Die Sache wird zu neuer Verhandlung und Entscheidung, auch über die Kosten des Rechtsmittels, an eine andere Strafkammer des Landgerichts zurückverwiesen.
Gründe
Rz. 1
Das Landgericht hat den Angeklagten wegen sexueller Nötigung in Tateinheit mit gefährlicher Körperverletzung zu drei Jahren und neun Monaten Freiheitsstrafe verurteilt und gegen ihn die Sicherungsverwahrung angeordnet. Nach den Urteilsfeststellungen verfolgte der 25-jährige Angeklagte weniger als fünf Monate nach Vollverbüßung einer sechsjährigen Jugendstrafe u.a. wegen dreier Vergewaltigungen und einer sexuellen Nötigung nachts eine ihm unbekannte angetrunkene junge Frau auf deren Heimweg von einem Lokalbesuch, „um sie zum Sex zu animieren” (UA S. 21/13), nahm sie vor ihrer Haustür – eingestandenermaßen – von hinten in einen Würgegriff, zwang sie in die Ecke des Hinterhofs ihres Wohnhauses und berührte sie dort gegen ihren Willen an ihren entblößten Brüsten. Seiner Einlassung, diese Sexualhandlung mit Einverständnis der Nebenklägerin vorgenommen zu haben, ist die Strafkammer aufgrund der Aussage der Nebenklägerin nicht gefolgt. Sie hat indes den weitergehenden Anklagevorwurf einer anschließenden Vergewaltigung in der Wohnung der Nebenklägerin für widerlegt erachtet, sich vielmehr entsprechend der Einlassung des Angeklagten von dort einverständlich vorgenommenen intensiven Sexualhandlungen überzeugt; insoweit habe die Nebenklägerin „aus Scham darüber, mit einem fremden Mann, der sie zuvor überfallen hat(te), den Geschlechtsverkehr freiwillig ausgeübt zu haben”, Erinnerungslücken vorgetäuscht (UA S. 68).
Rz. 2
Die Revision des Angeklagten hat mit der Sachrüge Erfolg. Der Beschwerdeführer und – ihm insoweit folgend – der Generalbundesanwalt beanstanden zutreffend die Mangelhaftigkeit der Beweiswürdigung zum Schuldspruch wegen sexueller Nötigung. Diese genügt nicht den besonderen Anforderungen, welche die Rechtsprechung für Fälle erhebt, in denen „Aussage gegen Aussage” steht und zudem bei einem wesentlichen Teil der Aussage des einzigen Belastungszeugen eine bewusste Falschangabe vorliegt (vgl. BGH, Urteile vom 29. Juli 1998 – 1 StR 94/98, BGHSt 44, 153, 158 f.; vom 17. November 1998 – 1 StR 450/98, BGHSt 44, 256; vom 12. November 2003 – 2 StR 354/03, BGHR StPO § 261 Beweiswürdigung 29; dazu Sander, StV 2000, 45, 46; Brause, NStZ 2007, 505, 510 f.; Schmandt, StraFo 2010, 446, 447).
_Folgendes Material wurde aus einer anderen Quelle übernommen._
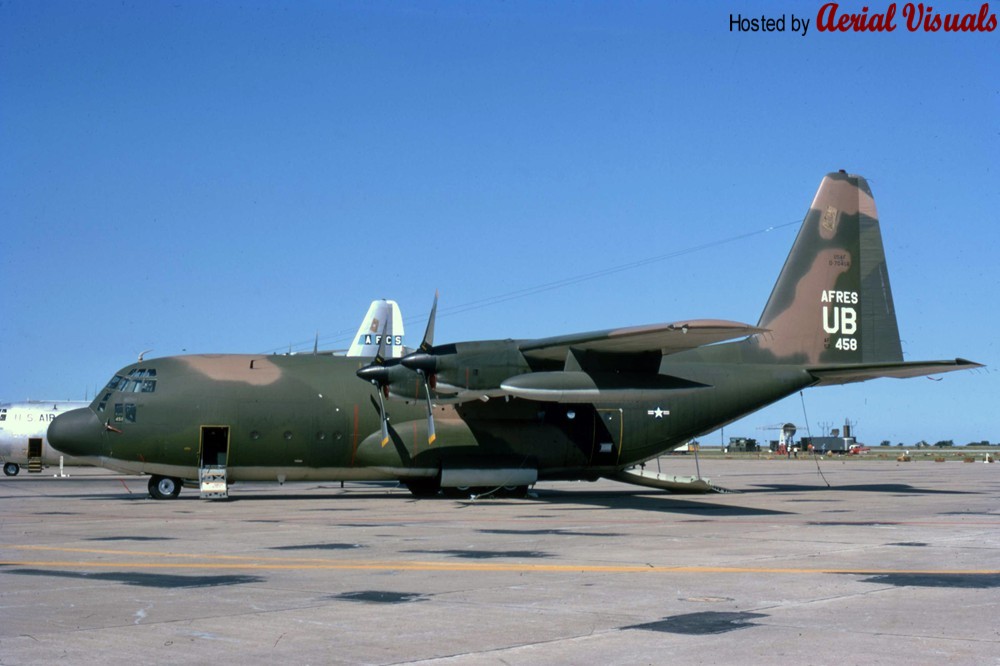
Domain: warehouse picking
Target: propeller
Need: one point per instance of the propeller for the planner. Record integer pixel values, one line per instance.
(377, 373)
(424, 363)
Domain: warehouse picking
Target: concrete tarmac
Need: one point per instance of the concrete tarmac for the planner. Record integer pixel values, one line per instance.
(894, 563)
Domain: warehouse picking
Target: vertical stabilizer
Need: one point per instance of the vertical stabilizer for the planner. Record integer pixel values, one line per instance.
(366, 340)
(832, 303)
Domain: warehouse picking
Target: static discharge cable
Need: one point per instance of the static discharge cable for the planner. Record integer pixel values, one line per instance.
(344, 335)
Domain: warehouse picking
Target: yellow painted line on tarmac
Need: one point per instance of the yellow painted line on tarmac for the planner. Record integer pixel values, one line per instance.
(237, 562)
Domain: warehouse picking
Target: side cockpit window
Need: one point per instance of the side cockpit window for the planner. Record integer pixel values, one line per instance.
(139, 380)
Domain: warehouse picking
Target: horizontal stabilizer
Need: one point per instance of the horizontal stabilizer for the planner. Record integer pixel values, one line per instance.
(663, 338)
(680, 485)
(846, 374)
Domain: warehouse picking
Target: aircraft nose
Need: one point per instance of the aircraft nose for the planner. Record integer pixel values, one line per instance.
(78, 432)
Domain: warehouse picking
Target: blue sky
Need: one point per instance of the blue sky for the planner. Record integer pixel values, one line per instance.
(232, 177)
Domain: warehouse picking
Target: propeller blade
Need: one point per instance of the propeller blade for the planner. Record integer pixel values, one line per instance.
(423, 360)
(431, 435)
(377, 373)
(383, 415)
(428, 341)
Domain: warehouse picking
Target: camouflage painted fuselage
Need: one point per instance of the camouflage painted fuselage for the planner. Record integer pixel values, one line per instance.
(309, 417)
(577, 406)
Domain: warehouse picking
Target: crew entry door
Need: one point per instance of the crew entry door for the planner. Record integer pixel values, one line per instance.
(214, 455)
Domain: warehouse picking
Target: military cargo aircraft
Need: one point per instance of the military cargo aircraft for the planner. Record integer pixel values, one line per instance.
(22, 434)
(505, 413)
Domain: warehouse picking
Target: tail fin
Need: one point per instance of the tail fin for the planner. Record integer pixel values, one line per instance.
(832, 303)
(366, 340)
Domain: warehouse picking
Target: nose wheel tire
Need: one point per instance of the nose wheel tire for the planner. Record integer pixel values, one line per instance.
(164, 487)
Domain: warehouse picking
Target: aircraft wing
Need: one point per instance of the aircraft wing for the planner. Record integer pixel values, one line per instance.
(664, 338)
(859, 372)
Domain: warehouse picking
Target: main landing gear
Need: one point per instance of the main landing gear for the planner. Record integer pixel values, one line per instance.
(164, 487)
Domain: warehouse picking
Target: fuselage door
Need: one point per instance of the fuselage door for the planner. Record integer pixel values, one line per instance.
(607, 437)
(212, 478)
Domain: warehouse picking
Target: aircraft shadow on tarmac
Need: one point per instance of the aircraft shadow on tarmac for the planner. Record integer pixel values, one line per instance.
(897, 488)
(141, 579)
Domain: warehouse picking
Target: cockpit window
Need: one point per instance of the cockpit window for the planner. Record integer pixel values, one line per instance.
(139, 380)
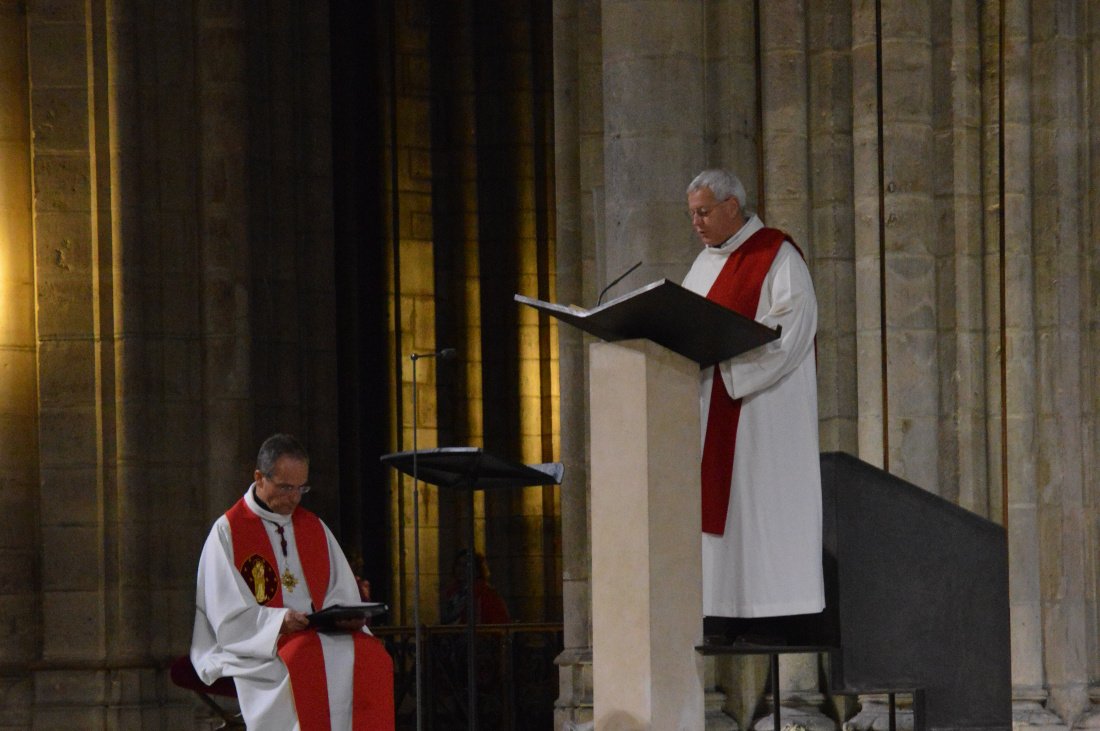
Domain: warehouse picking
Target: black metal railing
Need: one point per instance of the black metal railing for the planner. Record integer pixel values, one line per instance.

Die Strafkammer hat der unerlässlichen besonders kritischen Gesamtwürdigung der Aussage der Nebenklägerin schon im Ansatz ihres Urteilsaufbaus nicht genügt, indem sie die Beweiswürdigung zu dem festgestellten, als strafbar erachteten Geschehensablauf weitgehend getrennt vor der tatsächlichen Bewertung des Folgegeschehens abgehandelt und somit dem Problem der festgestellten Falschaussage der Nebenklägerin nicht die gebotene zentrale Aufmerksamkeit gewidmet hat. Angesichts der späteren vorgetäuschten Erinnerungslücken äußert der Generalbundesanwalt zu Recht durchgreifende Bedenken dagegen, in den Angaben der Nebenklägerin zu einer sicheren Erinnerung an das Geschehen auf dem Hinterhof eine tragfähige Stütze für die Richtigkeit ihrer belastenden Aussage zu finden. Allein auf die situative Unstimmigkeit zwischen der eingestandenermaßen anfänglich im Hinterhof verübten Gewalt des Angeklagten gegen die Nebenklägerin und dem von ihm behaupteten Streben nach einverständlichen Sexualhandlungen – was das Landgericht im Ansatz nachvollziehbar als „lebensfremd” wertet (UA S. 36) – konnte aber vor dem Hintergrund des sicher festgestellten Einverständnisses bei dem anschließenden intensiven Sexualverkehr in der Wohnung der Nebenklägerin eine Überführung des Angeklagten hier nicht gestützt werden.
Rz. 3
Das gesamte angeklagte Tatgeschehen bedarf – angesichts schon länger andauernder Untersuchungshaft des Angeklagten alsbaldiger – umfassender neuer tatgerichtlicher Prüfung. Wie der Generalbundesanwalt ausgeführt hat, unterläge der Schuldspruch wegen gefährlicher Körperverletzung für sich keinen durchgreifenden Bedenken. Vorsorglich weist der Senat für den Fall gleicher oder ähnlicher tatsächlicher Feststellungen und eines erneuten Schuldspruchs wegen eines allein in der Anfangsphase auf dem Hof verübten Sexualdelikts darauf hin, dass bei der Strafrahmenwahl und Strafzumessung wie bei der Ermessensentscheidung nach § 66 Abs. 3 Satz 1 StGB das außergewöhnliche einverständliche Anschlussgeschehen zugunsten des Angeklagten zu bewerten wäre.